Istanbul's Maiden's Tower

Istanbul’s historic Maiden’s Tower to reopen in 2023 as museum

Turkish authorities deny that the monument, one of the most famous among tourists traveling to Istanbul, is going to be demolished.

The historic Maiden’s Tower in Istanbul, which is currently undergoing major restoration work, will reopen next year 2023 as a museum, as announced a few days ago by the General Directorate of Cultural Heritage and Museums of Turkey, which has thus ended the rumours spread through social media where it was said that the iconic monument – one of the favourites by tourists to take selfies – had been demolished.

“The Maiden’s Tower (Kız Kulesi, in Turkish) will function as a museum and monument with its historical and architectural values ​​intact in 2023, on the 100th anniversary of the Turkish Republic,” the aforementioned institution announced in a statement issued on September 3rd. Currently the tower remains hidden by several canvases due to the restoration works, which will eliminate several metal and concrete structures added in the 20th century so that the building will recover its original silhouette, formed by a wall and a tower.

Istanbul's Maiden's Tower restored
Istanbul’s historic Maiden’s Tower, as it will look like once restored

“Experts from two universities have reported that the ferrocement used in the walls of the tower after the 1940 fire is no longer resistant to a espected earthquake,” explained the Directorate, adding that the work will focus especially on the dome built on the tower; however, it is also planned that the metal roof that currently covers part of the wall will be removed.

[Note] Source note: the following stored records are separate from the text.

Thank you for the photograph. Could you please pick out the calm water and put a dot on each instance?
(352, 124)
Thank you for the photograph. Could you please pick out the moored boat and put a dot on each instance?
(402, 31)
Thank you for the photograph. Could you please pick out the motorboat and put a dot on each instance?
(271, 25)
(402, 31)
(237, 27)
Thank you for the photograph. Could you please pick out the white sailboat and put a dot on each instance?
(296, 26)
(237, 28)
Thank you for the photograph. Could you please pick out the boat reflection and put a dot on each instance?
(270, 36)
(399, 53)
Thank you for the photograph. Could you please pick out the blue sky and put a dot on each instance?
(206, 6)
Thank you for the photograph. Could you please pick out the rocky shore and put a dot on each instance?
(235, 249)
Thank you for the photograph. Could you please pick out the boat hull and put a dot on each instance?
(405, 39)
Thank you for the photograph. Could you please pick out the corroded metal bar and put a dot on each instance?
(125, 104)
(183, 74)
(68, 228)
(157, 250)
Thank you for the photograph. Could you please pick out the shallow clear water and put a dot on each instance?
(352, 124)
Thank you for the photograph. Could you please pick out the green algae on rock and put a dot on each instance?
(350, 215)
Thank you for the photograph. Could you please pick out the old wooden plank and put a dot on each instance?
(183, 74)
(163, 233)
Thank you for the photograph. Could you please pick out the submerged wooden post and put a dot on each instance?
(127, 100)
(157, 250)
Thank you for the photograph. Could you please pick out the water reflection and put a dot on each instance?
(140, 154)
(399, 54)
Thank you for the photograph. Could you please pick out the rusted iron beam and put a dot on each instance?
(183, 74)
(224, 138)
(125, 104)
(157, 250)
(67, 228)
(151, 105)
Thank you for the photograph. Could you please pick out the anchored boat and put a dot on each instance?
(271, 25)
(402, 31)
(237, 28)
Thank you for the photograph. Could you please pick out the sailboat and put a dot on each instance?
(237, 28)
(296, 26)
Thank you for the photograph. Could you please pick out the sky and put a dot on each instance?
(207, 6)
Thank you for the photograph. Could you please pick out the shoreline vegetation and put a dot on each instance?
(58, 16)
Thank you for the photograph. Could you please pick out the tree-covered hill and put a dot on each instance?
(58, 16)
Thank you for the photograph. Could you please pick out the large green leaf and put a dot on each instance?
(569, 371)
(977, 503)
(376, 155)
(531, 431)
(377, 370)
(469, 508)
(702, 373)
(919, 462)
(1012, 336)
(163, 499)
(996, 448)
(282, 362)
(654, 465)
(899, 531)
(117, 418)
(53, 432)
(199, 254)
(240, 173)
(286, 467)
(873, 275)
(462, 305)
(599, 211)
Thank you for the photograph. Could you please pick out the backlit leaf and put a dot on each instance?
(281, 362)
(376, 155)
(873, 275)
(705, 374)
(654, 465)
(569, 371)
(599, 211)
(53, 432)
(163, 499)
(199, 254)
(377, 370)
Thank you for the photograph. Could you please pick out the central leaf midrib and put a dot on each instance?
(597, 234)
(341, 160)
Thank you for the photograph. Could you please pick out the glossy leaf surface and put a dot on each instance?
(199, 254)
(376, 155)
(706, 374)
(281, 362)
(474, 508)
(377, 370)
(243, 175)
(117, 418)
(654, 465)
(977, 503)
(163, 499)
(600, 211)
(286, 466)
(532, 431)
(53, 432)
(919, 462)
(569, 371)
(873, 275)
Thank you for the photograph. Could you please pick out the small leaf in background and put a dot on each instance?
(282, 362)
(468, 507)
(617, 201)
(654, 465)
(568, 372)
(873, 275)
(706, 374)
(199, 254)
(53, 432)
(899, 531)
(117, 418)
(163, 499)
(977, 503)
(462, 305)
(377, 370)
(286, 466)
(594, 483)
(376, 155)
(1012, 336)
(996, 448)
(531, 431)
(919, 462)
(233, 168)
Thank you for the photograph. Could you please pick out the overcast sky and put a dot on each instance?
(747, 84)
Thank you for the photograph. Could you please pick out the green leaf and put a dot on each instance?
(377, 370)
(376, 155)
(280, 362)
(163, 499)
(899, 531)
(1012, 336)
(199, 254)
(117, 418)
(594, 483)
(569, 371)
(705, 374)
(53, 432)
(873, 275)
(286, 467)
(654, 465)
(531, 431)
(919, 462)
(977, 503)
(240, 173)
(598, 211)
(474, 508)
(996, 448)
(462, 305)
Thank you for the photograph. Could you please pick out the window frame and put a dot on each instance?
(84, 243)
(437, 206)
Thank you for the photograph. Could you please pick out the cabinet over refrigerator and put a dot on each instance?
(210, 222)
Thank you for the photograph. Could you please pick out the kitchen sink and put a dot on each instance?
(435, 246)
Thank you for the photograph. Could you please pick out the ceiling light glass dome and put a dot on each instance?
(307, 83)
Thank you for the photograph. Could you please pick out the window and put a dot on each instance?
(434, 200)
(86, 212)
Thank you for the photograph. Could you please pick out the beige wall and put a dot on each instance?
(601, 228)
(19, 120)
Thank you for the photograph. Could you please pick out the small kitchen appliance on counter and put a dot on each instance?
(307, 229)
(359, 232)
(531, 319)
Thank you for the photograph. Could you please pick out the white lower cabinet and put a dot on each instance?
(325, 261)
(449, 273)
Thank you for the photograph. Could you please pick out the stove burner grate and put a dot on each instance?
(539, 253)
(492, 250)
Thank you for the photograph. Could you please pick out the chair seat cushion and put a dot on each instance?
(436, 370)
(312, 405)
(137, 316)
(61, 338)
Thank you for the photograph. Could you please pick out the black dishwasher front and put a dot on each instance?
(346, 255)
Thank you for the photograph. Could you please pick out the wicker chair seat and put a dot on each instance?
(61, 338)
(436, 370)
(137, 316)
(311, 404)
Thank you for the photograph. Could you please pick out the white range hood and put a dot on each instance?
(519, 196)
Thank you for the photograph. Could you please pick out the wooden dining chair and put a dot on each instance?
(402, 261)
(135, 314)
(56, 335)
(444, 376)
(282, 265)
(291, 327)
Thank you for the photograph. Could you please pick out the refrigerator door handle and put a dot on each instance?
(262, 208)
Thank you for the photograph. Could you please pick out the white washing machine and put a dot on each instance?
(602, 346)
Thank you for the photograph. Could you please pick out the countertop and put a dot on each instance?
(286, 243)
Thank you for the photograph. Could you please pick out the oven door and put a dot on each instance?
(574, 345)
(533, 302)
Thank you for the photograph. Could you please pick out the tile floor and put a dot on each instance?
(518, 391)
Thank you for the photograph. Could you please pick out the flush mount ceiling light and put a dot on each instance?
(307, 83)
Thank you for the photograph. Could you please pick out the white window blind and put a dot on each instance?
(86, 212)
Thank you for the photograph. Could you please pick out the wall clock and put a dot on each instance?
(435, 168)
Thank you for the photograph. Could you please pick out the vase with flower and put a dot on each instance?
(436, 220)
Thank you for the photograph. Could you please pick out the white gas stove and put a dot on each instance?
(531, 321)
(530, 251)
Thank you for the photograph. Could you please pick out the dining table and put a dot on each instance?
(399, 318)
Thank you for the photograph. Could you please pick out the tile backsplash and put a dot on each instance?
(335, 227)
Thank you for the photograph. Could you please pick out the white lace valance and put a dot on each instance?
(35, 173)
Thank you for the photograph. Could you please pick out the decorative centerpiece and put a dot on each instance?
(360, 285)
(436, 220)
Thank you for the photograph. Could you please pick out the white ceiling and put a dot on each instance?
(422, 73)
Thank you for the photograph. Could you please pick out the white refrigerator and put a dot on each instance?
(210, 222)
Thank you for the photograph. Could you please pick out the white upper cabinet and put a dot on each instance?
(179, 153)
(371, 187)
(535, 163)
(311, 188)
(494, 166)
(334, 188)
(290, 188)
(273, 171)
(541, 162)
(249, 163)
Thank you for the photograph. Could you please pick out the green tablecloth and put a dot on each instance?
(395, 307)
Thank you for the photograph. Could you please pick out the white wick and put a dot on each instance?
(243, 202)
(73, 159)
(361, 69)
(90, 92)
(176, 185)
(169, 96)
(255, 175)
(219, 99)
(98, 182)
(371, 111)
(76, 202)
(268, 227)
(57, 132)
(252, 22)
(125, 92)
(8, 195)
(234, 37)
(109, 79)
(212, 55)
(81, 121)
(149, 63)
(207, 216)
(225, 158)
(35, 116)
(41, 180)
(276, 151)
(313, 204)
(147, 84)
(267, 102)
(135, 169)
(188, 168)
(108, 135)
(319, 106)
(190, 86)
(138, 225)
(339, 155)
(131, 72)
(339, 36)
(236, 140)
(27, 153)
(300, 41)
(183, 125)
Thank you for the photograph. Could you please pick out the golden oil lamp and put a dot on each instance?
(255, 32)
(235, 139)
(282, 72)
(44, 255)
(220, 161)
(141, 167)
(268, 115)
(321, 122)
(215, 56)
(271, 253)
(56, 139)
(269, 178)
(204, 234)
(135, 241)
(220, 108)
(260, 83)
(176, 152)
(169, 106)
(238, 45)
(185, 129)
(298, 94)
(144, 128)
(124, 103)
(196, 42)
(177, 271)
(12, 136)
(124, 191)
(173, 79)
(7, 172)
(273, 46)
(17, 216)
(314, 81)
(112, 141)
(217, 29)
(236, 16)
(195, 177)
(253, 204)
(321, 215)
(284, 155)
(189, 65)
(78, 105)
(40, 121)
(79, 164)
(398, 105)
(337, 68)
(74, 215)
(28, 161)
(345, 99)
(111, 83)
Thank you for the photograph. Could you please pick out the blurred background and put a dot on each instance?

The agency adds that all the work carried out has been published on the official website of the Tower, where images of the deterioration suffered by the structure can be seen.

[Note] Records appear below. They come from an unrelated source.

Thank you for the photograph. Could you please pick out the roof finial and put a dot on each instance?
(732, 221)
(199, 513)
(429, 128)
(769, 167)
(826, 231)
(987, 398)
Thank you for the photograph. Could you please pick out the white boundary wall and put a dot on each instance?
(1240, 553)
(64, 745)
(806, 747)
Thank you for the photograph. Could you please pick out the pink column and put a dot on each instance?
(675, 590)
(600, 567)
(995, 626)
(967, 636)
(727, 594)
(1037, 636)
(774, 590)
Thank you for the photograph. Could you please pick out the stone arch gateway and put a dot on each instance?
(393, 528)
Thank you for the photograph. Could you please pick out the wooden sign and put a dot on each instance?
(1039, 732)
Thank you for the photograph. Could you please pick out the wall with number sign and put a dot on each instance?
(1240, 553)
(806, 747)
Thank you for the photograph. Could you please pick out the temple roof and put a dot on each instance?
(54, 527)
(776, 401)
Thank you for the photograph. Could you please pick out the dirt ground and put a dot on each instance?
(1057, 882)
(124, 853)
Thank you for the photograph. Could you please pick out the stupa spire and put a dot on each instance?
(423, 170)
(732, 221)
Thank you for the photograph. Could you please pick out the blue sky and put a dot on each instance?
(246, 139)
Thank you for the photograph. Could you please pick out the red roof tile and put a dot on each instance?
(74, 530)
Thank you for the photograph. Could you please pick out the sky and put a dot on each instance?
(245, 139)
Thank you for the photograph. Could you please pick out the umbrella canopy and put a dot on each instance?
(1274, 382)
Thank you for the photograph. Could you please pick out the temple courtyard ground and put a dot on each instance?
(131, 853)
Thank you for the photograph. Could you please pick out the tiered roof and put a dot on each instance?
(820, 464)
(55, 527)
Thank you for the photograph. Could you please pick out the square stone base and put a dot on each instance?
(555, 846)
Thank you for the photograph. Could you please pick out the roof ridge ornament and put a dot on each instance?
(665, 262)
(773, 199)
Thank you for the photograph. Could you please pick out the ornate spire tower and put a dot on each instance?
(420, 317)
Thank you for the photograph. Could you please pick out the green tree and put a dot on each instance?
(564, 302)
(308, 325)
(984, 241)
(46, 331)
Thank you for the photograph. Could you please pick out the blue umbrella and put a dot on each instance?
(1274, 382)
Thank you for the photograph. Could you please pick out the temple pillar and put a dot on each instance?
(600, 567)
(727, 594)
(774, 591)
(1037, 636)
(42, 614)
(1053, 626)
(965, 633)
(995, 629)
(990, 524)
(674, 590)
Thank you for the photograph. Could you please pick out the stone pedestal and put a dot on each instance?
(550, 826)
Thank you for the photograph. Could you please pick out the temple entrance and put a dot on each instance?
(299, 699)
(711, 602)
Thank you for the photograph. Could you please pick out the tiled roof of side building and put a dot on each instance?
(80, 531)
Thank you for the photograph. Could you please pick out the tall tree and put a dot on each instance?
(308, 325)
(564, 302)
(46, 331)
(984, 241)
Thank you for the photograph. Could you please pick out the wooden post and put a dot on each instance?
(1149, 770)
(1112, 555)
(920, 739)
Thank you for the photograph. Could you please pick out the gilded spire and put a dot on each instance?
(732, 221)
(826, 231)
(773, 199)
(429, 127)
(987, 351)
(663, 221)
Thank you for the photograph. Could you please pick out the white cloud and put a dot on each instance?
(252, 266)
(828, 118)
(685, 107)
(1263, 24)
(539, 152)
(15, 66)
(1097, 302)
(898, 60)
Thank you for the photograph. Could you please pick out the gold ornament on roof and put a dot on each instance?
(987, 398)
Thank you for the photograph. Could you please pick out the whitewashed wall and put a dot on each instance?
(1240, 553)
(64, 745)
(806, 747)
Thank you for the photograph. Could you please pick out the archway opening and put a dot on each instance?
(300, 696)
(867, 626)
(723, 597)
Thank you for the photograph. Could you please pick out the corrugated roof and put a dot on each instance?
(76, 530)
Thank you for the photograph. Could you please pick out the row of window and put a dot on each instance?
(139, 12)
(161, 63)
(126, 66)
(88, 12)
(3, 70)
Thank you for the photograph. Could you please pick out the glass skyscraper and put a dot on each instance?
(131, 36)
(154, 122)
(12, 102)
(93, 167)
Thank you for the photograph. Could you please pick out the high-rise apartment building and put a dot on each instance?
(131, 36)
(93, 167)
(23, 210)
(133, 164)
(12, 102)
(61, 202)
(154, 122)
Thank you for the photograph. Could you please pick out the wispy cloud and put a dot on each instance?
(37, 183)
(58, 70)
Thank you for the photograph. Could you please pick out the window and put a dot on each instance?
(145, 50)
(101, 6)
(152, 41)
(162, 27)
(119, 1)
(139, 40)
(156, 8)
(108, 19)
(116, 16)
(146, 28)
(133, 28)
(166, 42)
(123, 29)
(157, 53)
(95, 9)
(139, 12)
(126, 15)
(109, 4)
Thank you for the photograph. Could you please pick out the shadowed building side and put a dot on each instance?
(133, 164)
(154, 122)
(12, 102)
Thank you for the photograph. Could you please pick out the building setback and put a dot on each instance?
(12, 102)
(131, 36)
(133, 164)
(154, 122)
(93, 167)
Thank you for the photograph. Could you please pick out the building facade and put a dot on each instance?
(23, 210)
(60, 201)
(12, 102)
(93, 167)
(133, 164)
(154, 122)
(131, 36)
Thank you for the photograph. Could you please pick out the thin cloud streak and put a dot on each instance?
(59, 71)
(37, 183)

Also called Leander’s Tower, the Maiden’s Tower is a historic fortification built on a small islet located at the southern entrance to the Bosphorus Strait, about 200 meters from the shore of the Üsküdar district in Istanbul. Its name derives from a legend, according to which it was built by an emperor to prevent the prophesied death of his daughter. Actually, it is believed that its origin is Athenian, although it was the Byzantine Emperor Alexios I Komnenos who in 1110 built a wooden tower on the islet protected by a stone wall, which later housed a garrison during the fall of Constantinople in 1453.